Tuesday, March 31, 2020

America's Failing Private Healthcare

More than 80 million people in the U.S. are currently uninsured or underinsured and millions more are losing their employer-provided insurance as the jobless rate spikes due to the coronavirus crisis.

Research conducted by Covered California is warning that U.S. health insurance companies could hike already exorbitant premiums by 40 percent or more next year.

America's healthcare system is driven first and foremost by the profit motive and it is ill-equipped to provide necessary care for all, particularly in a time of nationwide crisis.

Covered California found (pdf) that "if carriers must recoup 2020 costs, price for the same level of costs next year, and protect their solvency, 2021 premium increases to individuals and employers from COVID-19 alone could range from 4 percent to more than 40 percent."

It could result in even more "consumers and employers no longer being able to afford coverage, leading to employer groups dropping coverage or individuals deciding to go uninsured."

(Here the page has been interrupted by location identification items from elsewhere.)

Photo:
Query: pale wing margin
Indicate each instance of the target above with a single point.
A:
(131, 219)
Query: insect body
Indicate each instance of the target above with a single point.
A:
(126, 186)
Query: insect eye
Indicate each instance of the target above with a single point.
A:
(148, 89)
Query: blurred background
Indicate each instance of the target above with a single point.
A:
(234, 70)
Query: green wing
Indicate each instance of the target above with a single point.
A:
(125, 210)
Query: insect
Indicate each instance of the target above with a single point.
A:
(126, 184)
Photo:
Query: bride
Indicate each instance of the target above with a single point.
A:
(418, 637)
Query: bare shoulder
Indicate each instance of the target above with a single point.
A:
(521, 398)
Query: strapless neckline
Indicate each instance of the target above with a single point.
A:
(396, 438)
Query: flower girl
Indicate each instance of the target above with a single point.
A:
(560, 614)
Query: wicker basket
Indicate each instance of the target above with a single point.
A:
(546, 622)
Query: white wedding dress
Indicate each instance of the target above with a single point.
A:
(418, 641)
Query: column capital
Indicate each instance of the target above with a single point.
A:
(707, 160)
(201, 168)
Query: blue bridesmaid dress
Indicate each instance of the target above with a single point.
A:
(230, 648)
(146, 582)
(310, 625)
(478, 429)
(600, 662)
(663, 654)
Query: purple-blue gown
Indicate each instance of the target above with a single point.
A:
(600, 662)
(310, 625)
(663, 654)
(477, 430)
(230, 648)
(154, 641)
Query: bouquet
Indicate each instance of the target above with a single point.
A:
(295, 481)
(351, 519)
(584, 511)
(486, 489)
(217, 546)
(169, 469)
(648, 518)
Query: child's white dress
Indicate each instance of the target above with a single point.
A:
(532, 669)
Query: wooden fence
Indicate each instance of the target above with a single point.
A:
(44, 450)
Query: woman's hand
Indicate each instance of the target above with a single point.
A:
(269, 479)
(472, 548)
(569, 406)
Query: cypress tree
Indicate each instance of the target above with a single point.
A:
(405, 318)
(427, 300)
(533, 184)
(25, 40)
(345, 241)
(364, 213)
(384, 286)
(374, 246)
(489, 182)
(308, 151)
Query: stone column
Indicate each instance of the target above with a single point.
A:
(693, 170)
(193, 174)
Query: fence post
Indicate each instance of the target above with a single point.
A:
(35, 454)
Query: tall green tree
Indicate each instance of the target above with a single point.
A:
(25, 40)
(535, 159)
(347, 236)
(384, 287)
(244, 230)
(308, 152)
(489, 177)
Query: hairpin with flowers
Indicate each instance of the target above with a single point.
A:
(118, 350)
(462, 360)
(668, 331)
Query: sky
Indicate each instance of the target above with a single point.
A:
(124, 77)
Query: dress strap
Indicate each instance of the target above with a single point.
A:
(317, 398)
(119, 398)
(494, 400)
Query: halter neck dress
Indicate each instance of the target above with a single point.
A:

Peter V. Lee, executive director of Covered California said in a statement. "Consumers will feel these costs through higher out-of-pocket expenses and premiums, as well as the potential of employers dropping coverage or shifting more costs to employees."


"These increased costs could mean that many of the 170 million Americans in the commercial market may lose their coverage and go without needed care as we battle a global health crisis," 

Last week, a 17-year-old boy in Los Angeles County died from complications believed to have been caused by COVID-19 after he was denied treatment at an urgent care center. The reason: he was uninsured.


"He didn't have insurance, so they did not treat him," said R. Rex Parris, the mayor of Lancaster, California.